Marquez also offered his best guesses as to the contents of the policy, cautioning he had no insight into the specific details it might contain. Based on the themes of the overall national space policy, he said he expects the space transportation policy to cover topics such as reliance on commercial capabilities, resilience and mission assurance, STEM (science, technology, engineering, and mathematics) education, technology risk reduction, and international cooperation. Of those, education might seem out of place, but he said it would be tied to the need of having an educated workforce to support space transportation operations. “I would place good money on the national space transportation policy having some very directive language about STEM.”

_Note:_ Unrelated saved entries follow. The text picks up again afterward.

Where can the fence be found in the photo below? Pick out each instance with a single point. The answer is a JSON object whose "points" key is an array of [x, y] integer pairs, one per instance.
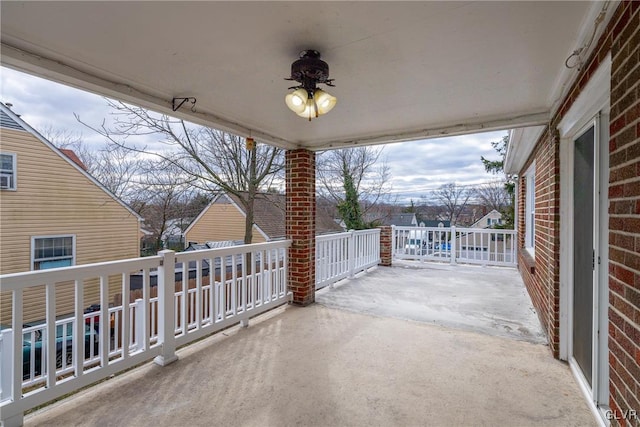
{"points": [[343, 255], [452, 244], [198, 293]]}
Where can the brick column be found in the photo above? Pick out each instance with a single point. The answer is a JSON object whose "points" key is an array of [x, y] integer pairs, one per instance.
{"points": [[386, 248], [301, 225]]}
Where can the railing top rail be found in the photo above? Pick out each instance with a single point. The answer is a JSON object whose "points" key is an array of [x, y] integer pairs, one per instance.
{"points": [[485, 230], [414, 228], [231, 250], [27, 279], [324, 237], [368, 231]]}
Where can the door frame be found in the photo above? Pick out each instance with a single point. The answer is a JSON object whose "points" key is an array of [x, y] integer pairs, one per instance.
{"points": [[591, 108]]}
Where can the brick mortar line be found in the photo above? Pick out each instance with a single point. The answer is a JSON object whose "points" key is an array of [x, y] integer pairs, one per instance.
{"points": [[621, 66], [624, 233], [624, 350], [633, 161], [628, 126], [625, 181], [625, 216]]}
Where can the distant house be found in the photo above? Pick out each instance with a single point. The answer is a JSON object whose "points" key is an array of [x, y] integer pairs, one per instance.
{"points": [[490, 220], [224, 219], [479, 245], [54, 214], [403, 220], [434, 223]]}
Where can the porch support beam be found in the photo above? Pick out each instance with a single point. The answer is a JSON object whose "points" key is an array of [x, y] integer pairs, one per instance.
{"points": [[300, 224]]}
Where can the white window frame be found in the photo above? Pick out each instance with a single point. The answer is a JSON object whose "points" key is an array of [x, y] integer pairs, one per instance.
{"points": [[57, 236], [530, 210], [13, 172]]}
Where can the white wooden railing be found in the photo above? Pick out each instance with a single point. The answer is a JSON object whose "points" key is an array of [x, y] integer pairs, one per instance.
{"points": [[198, 293], [484, 246], [344, 255]]}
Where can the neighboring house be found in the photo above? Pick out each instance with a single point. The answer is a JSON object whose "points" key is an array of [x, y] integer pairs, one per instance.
{"points": [[173, 233], [578, 218], [435, 223], [224, 219], [403, 220], [490, 220], [54, 214]]}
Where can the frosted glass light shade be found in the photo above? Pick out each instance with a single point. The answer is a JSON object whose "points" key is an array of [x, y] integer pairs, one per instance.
{"points": [[309, 111], [324, 101], [297, 100]]}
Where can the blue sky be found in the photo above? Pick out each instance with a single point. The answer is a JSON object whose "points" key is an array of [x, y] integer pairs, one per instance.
{"points": [[416, 167]]}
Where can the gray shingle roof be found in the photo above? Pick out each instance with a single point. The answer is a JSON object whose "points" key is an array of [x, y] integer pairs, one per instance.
{"points": [[269, 215]]}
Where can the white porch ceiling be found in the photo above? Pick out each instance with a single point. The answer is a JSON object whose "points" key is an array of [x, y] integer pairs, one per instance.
{"points": [[403, 70]]}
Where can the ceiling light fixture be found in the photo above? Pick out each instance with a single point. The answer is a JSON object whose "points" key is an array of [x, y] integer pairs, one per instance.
{"points": [[307, 100]]}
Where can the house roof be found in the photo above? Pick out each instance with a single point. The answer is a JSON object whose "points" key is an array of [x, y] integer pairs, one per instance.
{"points": [[10, 120], [403, 220], [482, 222], [435, 223], [73, 156], [269, 215]]}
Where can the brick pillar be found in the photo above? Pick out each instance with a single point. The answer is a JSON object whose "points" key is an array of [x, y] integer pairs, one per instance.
{"points": [[624, 217], [301, 225], [386, 248]]}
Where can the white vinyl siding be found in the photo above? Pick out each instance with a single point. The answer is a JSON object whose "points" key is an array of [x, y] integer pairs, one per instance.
{"points": [[7, 171]]}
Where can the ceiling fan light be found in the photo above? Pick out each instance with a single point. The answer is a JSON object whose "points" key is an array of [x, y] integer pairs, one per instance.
{"points": [[309, 110], [297, 100], [325, 101]]}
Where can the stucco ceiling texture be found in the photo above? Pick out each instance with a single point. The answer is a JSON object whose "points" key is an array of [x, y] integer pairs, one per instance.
{"points": [[403, 70]]}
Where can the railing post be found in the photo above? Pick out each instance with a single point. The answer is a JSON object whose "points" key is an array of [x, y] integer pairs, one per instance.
{"points": [[166, 314], [140, 317], [393, 242], [453, 244], [351, 253], [6, 351]]}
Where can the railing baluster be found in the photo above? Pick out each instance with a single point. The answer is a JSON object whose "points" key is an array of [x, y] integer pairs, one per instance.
{"points": [[125, 324], [79, 329], [199, 293]]}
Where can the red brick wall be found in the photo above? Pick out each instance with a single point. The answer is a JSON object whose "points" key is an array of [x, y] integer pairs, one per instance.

2 comments to New space transportation policy “hopefully” out by fall

  • Doug Lassiter

    Very interesting that Marquez forsees the new national space transportation study as touching firmly on STEM education, wherein that directive language is “tied to the need of having an educated workforce to support space transportation operations”. That is, instead of pretending that such space transportation efforts offer value for the general technological and scientific benefit of the nation, they’re going to call it like it is. Those efforts are important for … educating more people to make those efforts. The value to the nation defined here is self preservation. That’s like planetary science as being important for training more planetary scientists or communications engineering as being important to train more communications engineers.

    I had not appreciated it, but the overriding National Space Policy is similarly careful about articulating the value of space investments for STEM education. STEM education is mentioned once there, in the section on “Develop and Retain Space Professionals”. Space and STEM is seen by this administration as about training, and not educational inspiration.

    That’s not to say that investment in space isn’t good for general STEM education, but that it’s just not necessarily a cost-effective way to do it, and should not be taken as a hand-waving general rationale for spending that money.

  • vulture4

    I remember how after Sputnik Eisenhower and Kennedy decided to boost stem education by …. putting resources into STEM education itself; teachers, equipment for schools, etc. What a concept!